Researchers Say The Nile is Millions of Years Older Than We Previously Thought

At 4135 miles (6654 km) in length, the Nile River in Africa is the longest river in the world. Now, according to a new study, it may be amongst the oldest as well. Last month, a research study was published that incites the Nile could be more than 9 million years older than previously thought, remaining largely unchanged for millennia due to a unique connection with the Earth, which also allows it to run south to north, a property that is unusual in its own right.

According to researchers from the University of Texas, the Nile actually has a connection with the planet’s deep mantle, which is the geological undercurrents that move rock and magma just as ocean currents move water. Apparently, under the earth that the Nile flows over there is a “conveyor belt-like movement” in the mantle that has helped to not only build up the Ethiopian Highlands, but also create a slightly downward slant in northern Africa. That slant is what keeps the river moving towards the Mediterranean Sea.

This unusual geological find has helped to keep the Nile flowing in the same direction and remain relatively unchanged for millions of years. This helps to solve a long-standing mystery about the river, which hasn’t seen any significant shifts in its course in hundreds of thousands of years. Beyond that however, the researchers conducting the study say that they think they have nailed down the relative age of the Nile too, saying that they believe that it is around 30 million years old, which is thought to be about six times older than previously believed.

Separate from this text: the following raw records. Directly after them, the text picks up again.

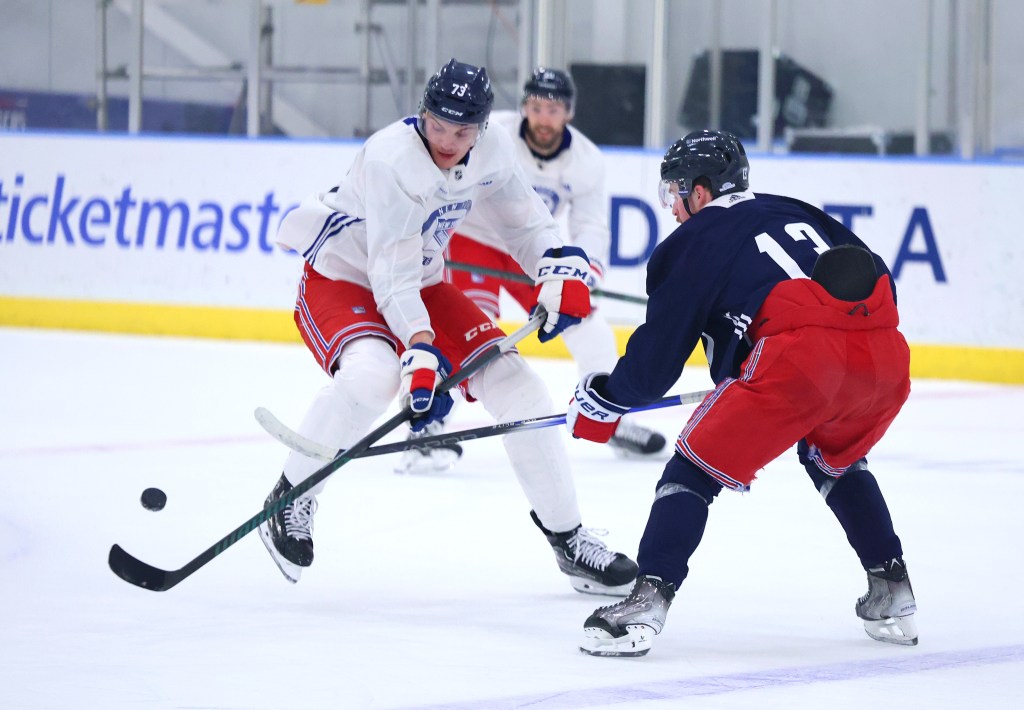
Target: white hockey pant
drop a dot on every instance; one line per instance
(510, 390)
(365, 383)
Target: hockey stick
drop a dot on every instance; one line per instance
(140, 574)
(307, 447)
(523, 279)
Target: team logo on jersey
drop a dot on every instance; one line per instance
(438, 226)
(740, 323)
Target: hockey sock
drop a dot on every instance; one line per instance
(677, 520)
(858, 505)
(365, 382)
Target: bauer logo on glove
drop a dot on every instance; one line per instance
(591, 415)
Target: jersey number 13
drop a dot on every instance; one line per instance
(800, 232)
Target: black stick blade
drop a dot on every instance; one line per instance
(136, 572)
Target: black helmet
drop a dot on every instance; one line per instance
(846, 272)
(551, 83)
(716, 155)
(460, 93)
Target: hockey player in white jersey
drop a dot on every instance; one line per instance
(566, 169)
(372, 291)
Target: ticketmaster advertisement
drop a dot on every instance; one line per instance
(192, 221)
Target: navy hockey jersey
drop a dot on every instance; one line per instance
(707, 281)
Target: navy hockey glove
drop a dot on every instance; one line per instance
(561, 289)
(591, 416)
(423, 367)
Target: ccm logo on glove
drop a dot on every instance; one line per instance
(423, 368)
(561, 289)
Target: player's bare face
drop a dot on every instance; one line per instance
(546, 119)
(449, 141)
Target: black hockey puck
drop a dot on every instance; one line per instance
(154, 499)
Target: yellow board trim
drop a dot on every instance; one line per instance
(927, 361)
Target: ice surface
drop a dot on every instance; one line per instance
(437, 591)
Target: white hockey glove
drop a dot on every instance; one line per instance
(591, 416)
(423, 368)
(596, 277)
(561, 289)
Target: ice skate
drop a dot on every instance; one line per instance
(288, 534)
(633, 441)
(888, 608)
(439, 457)
(628, 628)
(592, 568)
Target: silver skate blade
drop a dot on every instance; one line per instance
(900, 630)
(291, 571)
(589, 586)
(637, 641)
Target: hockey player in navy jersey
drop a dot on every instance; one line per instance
(371, 292)
(799, 323)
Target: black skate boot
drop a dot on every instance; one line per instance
(888, 608)
(633, 441)
(592, 568)
(629, 627)
(288, 534)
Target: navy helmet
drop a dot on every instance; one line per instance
(459, 93)
(716, 155)
(551, 83)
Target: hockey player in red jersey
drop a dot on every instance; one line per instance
(374, 311)
(799, 323)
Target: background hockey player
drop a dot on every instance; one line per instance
(815, 362)
(567, 171)
(375, 314)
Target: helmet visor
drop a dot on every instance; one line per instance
(668, 191)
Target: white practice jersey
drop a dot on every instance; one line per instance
(386, 225)
(572, 178)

If that is true, it would put the Nile amongst the oldest rivers on the planet, although considerably younger than the oldest. That distinction typically goes to the ironically-named New River in the eastern U.S., the Meuse in Europe, and the Finke in Western Australia. Each of those is believed to be in the 300+ million year old range, with the Finke estimated to be around 350-400 million years old.

These kinds of studies are always good for putting into perspective just how short of a time we humans have been on this planet and how it is likely to continue to exist long after we’re gone. Truly humbling stuff.